Now, that doesn’t mean they need to be with others five days a week, 12 hours a day, but it’s ensuring you get the right balance. Giving people the agency to decide whether they’re coming into the office, while recognising that being with people is critical.

TDD: What will your approach to talent development be during this transitional phase?

RP: This has been a real challenge for us and was one of the big questions we tried to answer in planning for the future. We found that a lot of learning on the sharp end of projects or deals actually increased on a one-to-one basis. That’s because it’s easy to jump on a call with the partner or the director leading that particular piece of work. What was missing was the stuff around the edges. Previously, we had an informal mentoring structure where our investment managers would rotate in and out of partners’ offices every six months. They would literally be sitting next to each other and it meant they could listen into those tough calls with portfolio company CEOs or with the bank. And that’s the stuff that’s been lost.
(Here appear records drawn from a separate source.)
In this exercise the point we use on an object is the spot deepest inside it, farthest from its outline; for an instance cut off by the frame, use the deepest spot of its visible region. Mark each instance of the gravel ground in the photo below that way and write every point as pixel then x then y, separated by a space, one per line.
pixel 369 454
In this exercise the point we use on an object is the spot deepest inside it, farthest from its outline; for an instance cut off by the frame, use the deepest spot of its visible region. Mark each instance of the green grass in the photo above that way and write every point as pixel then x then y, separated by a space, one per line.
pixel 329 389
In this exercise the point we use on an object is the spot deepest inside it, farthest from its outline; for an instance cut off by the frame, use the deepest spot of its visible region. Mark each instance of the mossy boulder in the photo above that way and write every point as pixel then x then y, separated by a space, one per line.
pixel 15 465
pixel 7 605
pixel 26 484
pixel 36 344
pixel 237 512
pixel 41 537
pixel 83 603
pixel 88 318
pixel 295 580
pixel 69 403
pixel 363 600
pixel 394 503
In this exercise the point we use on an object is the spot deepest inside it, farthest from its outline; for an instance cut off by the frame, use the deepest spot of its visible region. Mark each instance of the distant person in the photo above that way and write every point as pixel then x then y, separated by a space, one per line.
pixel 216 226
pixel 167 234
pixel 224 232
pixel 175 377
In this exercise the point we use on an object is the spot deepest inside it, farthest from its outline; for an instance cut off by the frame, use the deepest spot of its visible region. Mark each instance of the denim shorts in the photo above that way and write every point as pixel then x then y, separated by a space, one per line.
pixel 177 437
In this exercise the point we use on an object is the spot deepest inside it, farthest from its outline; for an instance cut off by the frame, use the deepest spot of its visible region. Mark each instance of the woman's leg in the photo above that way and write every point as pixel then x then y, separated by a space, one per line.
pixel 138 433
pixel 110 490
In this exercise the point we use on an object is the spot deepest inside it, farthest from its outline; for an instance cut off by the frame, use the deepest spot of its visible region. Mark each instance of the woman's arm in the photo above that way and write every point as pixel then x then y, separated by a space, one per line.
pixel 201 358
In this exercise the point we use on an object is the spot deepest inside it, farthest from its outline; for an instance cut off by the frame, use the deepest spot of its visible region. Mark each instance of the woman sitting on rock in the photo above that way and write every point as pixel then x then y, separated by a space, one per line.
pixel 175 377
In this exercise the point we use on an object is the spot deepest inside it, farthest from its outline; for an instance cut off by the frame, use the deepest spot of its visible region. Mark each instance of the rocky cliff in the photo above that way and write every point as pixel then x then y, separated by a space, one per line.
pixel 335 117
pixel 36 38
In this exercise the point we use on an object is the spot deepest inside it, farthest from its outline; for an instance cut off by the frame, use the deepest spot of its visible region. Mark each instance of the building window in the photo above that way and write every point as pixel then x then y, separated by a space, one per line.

Also, we could see if they were struggling and if they needed a bit of a break, or an arm around them.

We’ve made that more formal and codified it. We’ve made a small change whereby the 360 feedback forms, which are completed after every big piece of work, are also now required at the end of the six month mentorship period. The mentor requests a 360 feedback form from the mentee to review how well they coached. This puts the onus on the partner that part of their role is to coach and guide that person over that six month period.